The long awaited peace negotiations between the Rizeigat and Ma’aliya collapsed on Saturday, owing to differences on land rights in East Darfur.

The long awaited peace negotiations between the Rizeigat and Ma’aliya collapsed on Saturday, owing to differences about the rights on land in East Darfur.

The chairman of the Ma’aliya delegation, El Shartai Ibrahim Abdallah Mohamed, told Dabanga that they refused to sign the draft agreement because it contains a paragraph according to which they would lose land to the Rizeigat in the East Darfuri localities of Abu Karinka and Adila.

“The paragraph states that these lands are considered to be part of the Rizeigat’s customary rights, to which we do not agree,” he stressed. “So the draft agreement was signed by one party only.”

In his speech at the closing session, First Vice-President, Lt. Col. Bakri Hassan Saleh, called on the participants to “listen to the voice of reason, instead of to the devil”.

The conference ended on Saturday after two weeks of negotiations in Merowe, northern Sudan, with a draft accord, in which the two warring tribes commit themselves to mutual amnesty, the settlement of blood money and compensation for the wounded and losses, the return of the affected to their villages, now occupied by the opponents, and the normalisation of life by realising peaceful co-existence.

On 16 August last year, fierce fighting broke out between the two tribes in Abu Karinka locality.
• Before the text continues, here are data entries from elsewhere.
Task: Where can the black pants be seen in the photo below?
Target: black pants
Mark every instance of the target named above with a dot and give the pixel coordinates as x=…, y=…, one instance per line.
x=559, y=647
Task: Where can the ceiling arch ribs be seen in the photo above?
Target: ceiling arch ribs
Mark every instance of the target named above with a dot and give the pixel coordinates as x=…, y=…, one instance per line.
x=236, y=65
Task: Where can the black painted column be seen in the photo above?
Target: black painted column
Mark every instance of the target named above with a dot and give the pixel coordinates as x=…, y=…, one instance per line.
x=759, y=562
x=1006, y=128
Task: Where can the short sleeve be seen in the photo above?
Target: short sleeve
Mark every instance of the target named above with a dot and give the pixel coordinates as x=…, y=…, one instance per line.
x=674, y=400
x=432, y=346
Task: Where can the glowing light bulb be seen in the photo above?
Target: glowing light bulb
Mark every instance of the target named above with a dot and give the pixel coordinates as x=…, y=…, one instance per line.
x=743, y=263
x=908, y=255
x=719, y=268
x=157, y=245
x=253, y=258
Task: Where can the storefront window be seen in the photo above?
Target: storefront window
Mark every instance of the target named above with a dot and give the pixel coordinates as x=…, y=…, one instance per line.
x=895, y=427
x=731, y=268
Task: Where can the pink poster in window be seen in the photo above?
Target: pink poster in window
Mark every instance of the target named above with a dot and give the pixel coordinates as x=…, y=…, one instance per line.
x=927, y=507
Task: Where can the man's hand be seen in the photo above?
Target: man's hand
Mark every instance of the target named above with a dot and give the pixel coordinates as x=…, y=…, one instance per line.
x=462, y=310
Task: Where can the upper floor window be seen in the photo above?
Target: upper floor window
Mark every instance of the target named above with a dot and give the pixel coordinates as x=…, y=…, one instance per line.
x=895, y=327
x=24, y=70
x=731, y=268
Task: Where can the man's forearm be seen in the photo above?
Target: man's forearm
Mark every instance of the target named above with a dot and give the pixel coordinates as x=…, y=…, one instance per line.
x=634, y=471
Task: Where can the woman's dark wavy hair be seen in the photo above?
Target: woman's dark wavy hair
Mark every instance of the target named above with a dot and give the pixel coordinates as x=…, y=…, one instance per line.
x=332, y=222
Government troops were deployed as buffer forces, to no avail, as three days later clashes erupted in the area of Um Rakuba, reportedly after an attack by Rizeigat on Ma’aliya civilians in the area. Hundreds of people were killed.

In protest “against the continuous attacks by Rizeigat militants” and “the silence of the East Darfur state authorities and the Sudanese government”, Ma’aliya officials working at East Darfur state institutions in September decided to boycott the state politically and administratively.